Stone Mountain, Georgia Concert Review
Saturday June 28th was a wonderful Spirit filled evening in Stone Mountain, GA. Must have been a thousand people in a beautiful new church (which could probably have held 1500 comfortably). The show started on time with Rich coming out to introduce Mitch McVicker, who did 3 or 4 of his own songs, about 20 minutes worth. Mitch pointed out that most of his songs turned out to be about love. ("I guess I'm in a songwriting rut... ;^}") Keep your eyes open for this guy's CD when it comes out next year.
Then as the sunset beamed through the large arched windows, Rich and the band came in (7 musicians altogether, including Rich and Mitch) and began an extended instrumental jam, with Rich on the dulcimer, which went right into Awesome God. Open your show with your biggest song and a standing ovation? What do you do for an encore?? Over three hours later, we found out... ;^}
As you can imagine, the crowd spent at least half the show on their feet clapping and singing along (there were spots where the band would just stop and let the crowd sing for a minute before joining back in). In fact, at the midway break, he had the audience split in two, one side singing a line, the other side echoing it. He walked off the stage with the audience left singing. We'd probably still be there singing if the emcee hadn't come out and plugged the shirts, CDs and Compassion packets in the lobby. Prior to the break, Rich gave an impassioned talk about Compassion USA (which focuses on Native American Indian and inner city urban programs). You could have heard a pin drop as he related some of his first hand accounts and stories of Compassion involvement. After the break, he came out and reported that last year, the Atlanta concert had the worst showing for Compassion sponsorships, this time after the break, they were tied for the best showing. And there were more people signing up after the show when I picked up mine.
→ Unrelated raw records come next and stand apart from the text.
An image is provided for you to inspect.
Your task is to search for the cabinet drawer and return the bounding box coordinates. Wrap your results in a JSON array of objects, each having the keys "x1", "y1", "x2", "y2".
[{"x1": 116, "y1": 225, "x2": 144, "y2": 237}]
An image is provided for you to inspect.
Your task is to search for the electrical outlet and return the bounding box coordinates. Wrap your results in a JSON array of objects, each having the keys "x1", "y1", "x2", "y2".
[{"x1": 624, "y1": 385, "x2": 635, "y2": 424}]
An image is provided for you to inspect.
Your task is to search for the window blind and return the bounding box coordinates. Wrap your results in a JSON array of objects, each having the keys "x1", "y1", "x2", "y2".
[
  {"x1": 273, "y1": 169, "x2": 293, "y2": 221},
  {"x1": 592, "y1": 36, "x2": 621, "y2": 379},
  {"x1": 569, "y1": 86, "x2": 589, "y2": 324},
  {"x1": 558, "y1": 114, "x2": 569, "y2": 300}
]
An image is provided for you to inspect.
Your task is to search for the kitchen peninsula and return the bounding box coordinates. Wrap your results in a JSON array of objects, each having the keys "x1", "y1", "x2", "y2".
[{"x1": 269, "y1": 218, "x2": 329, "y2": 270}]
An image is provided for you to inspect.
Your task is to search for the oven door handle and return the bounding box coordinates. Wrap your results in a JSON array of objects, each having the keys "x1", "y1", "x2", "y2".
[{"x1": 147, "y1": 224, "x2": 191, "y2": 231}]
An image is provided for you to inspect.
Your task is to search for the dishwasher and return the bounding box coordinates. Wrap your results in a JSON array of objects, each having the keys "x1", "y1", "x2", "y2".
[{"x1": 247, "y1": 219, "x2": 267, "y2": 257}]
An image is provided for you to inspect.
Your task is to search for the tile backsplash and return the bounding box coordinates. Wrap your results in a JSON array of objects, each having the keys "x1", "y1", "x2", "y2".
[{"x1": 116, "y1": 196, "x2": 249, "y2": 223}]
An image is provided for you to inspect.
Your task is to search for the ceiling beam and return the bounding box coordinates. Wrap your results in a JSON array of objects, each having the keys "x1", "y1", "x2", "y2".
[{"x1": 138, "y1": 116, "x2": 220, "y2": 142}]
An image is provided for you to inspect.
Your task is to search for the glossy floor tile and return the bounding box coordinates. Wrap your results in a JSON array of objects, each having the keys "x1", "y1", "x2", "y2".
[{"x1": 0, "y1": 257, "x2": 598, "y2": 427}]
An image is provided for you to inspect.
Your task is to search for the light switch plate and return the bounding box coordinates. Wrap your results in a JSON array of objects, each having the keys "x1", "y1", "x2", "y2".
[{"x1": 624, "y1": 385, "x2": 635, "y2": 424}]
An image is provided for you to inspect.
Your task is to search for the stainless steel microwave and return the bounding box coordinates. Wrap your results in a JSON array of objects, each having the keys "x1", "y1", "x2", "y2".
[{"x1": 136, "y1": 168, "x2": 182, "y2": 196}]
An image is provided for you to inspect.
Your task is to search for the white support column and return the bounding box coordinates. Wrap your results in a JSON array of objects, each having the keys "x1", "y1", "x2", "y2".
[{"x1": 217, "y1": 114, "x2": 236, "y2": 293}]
As for music, in addition to Mitch, the band included a three man "power trio" called This Train. They did 4 songs by themselves in the first set. A very high energy rock trio: guitar, drums and standup bass. Very funny guys. ("You may thing we're weird, but we're gonna spend eternity together, so you may as well start liking us now!") Tunes with lines like "I'll love you whether you like it or not" or their love song, "Monstertruck", and a tune inspired by Mr. Rogers ("..or can I call you Fred?"). At one point they talked about supporting "artists who make records for a living, or in our case, artists who make records." Then they did one of their favorite old spirituals, "...you may not recognize it at first...", which was "I Saw The Light". The crowd was on their feet for all four numbers. Their CD is titled "You're Soaking In It".
After the midway break, Rich came out and did a new unaccompanied vocal song about Jesus as a homeless man. After that got everyone back in their seats, he let Mitch do a couple more numbers, then they did some songs from Rich's new play "Canticle of the Plains" about St Frank of Wichita in the 1800's, based on St Francis of Assisi. The rest of the show was all vintage RM songs, with musicians coming and going with each song. (It seemed like the musician-instrument arrangement changed with each song.) When they did "Screen Door" (an a capella number with kind of a hambone rhythm), they brought a long table up on stage, and the five singers stood shoulder to shoulder. Rich started with a stack of five plastics cups in front of him. They then went into a choreographed routine of hand clapping, table slapping and cup flipping until all the cups were at the other side of the table, all while singing the song. Very impressive! (That's the only picture I took all night, hope it comes out)
Beaker showed up (apparently lives in Atlanta?) and did "Let Mercy Lead" with Rich, a song Rich apparently wrote for Beaker's son, who was also there. Rich gave another "speech" near the end of the second half, about a lot of things, state of CCM, of Christians in general ("it's not enough to be 'blessed' anymore, you have to be 'anointed'. Being a Christian is becoming wetter and wetter..."), government "aid", poked fun at some denominations and himself ("I once thought about joining a monastery, but I'm too chicken to be a Catholic, much less a Franciscan"). In the first half of the show, Rich introduced "Ready For The Storm" with the Irish sailor story. He finished the second half "speech" with the end of the sailor story, and led right into "Creed".
The big closing number was a medley with the crowd singing three parts, from "I'm Gonna Sing, I'm Gonna Shout", "Swing Low, Sweet Chariot" and "Saints Go Marching In". Then Rich said he had one more song, and started "God be with you 'til we meet again..." and as the crowd finished the benediction, Rich and the band disappeared from the stage, once again avoiding a major ovation. All told almost 3 and a half hours, which, to borrow an expression from a friend, "blessed our socks off"... (Rich's too, apparently, as he spent most of the evening barefooted!) Catch him if you can.